Six Strategies to Ensure Implicit Bias Isn't Impacting Your Outcomes

Brenidy Rice, Court Programs Analyst, Colorado Judicial Branch

Imagine this: you are late for a really important meeting.  You are approaching a red light.  There are three cars in each of the three lanes ahead of you:  a minivan, a red corvette and a 1979 Volkswagen bus.  Which lane do you choose?  The red corvette, right?  Surely, they will go fast.  Now imagine you are waiting for your 17 year olds daughter’s date to come and pick her up.  Of the three cars mentioned, which one would you prefer pull up in your driveway?  We can cross off the corvette, I mean, what teenager drives a corvette and if they do, I am even more worried.  But the minivan and bus?  Way too much room inside those vehicles.  You might ask if there is another option at this point, maybe a bicycle? 

You might also be asking yourself, how are these scenarios related to implicit bias?  Well, in both scenarios we take in the available information: we are late, the red light, the different types of cars.  Then we make assumptions about the behavior of the drivers based on this information.  Our brains are actually working at lightning speed taking in information and then sending transmitters to tell us how to respond.  It is efficient, it is human and it can be problematic.  This is the foundation for how implicit bias works.   

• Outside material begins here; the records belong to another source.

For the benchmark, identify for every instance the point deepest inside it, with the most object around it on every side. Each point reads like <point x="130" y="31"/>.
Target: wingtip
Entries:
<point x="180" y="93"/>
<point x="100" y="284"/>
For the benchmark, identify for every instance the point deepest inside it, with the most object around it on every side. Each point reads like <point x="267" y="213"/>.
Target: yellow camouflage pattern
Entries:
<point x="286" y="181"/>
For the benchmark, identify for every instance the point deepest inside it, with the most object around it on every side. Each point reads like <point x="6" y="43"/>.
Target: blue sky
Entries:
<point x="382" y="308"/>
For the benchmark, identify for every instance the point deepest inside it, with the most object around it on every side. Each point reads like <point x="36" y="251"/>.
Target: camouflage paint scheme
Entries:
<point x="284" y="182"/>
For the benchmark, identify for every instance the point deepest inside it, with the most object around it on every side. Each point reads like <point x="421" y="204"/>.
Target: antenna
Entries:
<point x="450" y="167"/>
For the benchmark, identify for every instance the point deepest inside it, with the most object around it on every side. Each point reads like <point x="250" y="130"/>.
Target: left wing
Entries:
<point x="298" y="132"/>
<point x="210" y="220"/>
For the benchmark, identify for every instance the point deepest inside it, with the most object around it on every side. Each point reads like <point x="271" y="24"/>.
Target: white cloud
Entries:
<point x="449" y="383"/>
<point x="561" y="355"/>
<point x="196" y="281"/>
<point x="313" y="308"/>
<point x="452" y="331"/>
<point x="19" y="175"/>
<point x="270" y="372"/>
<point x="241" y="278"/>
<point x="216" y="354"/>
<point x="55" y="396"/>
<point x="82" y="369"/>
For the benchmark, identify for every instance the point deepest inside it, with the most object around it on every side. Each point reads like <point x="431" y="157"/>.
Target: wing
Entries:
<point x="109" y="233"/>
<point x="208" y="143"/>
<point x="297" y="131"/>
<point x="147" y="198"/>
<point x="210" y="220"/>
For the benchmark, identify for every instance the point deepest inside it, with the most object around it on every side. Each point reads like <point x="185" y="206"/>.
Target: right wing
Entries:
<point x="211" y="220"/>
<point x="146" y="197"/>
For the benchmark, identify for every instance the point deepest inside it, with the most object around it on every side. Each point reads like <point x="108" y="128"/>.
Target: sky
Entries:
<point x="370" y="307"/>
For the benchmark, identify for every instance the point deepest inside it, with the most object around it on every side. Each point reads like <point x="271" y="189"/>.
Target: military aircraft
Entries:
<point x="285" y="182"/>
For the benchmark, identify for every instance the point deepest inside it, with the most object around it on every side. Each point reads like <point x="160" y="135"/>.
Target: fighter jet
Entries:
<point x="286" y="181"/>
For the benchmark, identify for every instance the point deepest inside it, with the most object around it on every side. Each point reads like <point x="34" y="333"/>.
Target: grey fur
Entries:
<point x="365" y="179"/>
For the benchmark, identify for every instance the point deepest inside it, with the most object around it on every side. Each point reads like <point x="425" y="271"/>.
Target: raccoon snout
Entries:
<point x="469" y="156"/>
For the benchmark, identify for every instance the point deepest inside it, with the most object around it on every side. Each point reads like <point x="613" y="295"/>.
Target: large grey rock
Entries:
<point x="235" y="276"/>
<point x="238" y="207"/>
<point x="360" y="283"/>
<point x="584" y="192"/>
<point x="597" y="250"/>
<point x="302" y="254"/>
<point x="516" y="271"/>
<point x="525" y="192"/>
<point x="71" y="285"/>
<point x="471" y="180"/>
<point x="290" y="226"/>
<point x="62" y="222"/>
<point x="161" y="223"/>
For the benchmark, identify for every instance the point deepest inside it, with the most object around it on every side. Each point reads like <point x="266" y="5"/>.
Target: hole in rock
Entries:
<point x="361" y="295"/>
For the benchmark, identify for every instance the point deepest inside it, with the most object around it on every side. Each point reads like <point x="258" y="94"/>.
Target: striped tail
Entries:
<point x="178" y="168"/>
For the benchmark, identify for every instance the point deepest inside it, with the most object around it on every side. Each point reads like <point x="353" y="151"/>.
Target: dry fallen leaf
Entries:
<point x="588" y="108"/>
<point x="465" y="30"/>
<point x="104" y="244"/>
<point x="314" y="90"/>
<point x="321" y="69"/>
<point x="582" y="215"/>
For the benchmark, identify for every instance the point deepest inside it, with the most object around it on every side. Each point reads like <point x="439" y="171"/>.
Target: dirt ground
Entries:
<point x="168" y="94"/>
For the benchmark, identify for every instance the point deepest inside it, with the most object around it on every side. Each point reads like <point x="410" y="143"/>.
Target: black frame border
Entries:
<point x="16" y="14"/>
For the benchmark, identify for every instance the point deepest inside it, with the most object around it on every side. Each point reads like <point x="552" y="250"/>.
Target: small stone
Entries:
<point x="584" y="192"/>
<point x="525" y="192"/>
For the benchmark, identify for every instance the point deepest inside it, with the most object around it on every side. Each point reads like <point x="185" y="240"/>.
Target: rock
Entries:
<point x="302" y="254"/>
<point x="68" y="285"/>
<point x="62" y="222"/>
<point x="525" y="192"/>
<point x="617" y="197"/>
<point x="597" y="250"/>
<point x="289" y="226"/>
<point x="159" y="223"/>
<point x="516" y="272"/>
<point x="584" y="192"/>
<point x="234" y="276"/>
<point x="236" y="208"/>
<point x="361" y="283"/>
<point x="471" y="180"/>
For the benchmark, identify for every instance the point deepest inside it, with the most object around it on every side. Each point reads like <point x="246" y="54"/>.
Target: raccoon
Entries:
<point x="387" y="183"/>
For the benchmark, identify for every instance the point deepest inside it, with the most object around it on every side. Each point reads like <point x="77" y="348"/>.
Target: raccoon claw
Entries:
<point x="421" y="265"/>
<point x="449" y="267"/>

Implicit bias is really the most human expression of how our brains work.  We are wired to quickly and unconsciously assess situations and respond all the while our conscious brain is taking the scenic route.  Neuroscience, the study of the way our brains work, coupled with cultural and societal norms equals: we have bias.  This means a bias against people not like ourselves and, often times this means minorities and in particular black men.  The Kirwan Institute defines implicit bias as the attitudes or stereotypes that affect our understanding, actions, and decisions in an unconscious manner[1].  We know through brain scans that implicit bias shows up in our amygdala, our fear center that is responsible for our flight or fight response.  When our amygdala is triggered in situations that aren’t actually life threatening we encounter the issue of implicit bias impacting how we behave unconsciously in our day to day decisions[2].     

So what do we do about it? Many of us working in the courts, child support offices and other human service agencies don’t have the luxury of choosing our clients.  They have a problem, they show up, they need help.  Additionally, many of us working in the courts have a duty to be neutral even when our brains are working against us.  Even if we don’t have a professional obligation of neutrality we still have to serve our clients to the best of our ability, and according to the laws and policies that are in place.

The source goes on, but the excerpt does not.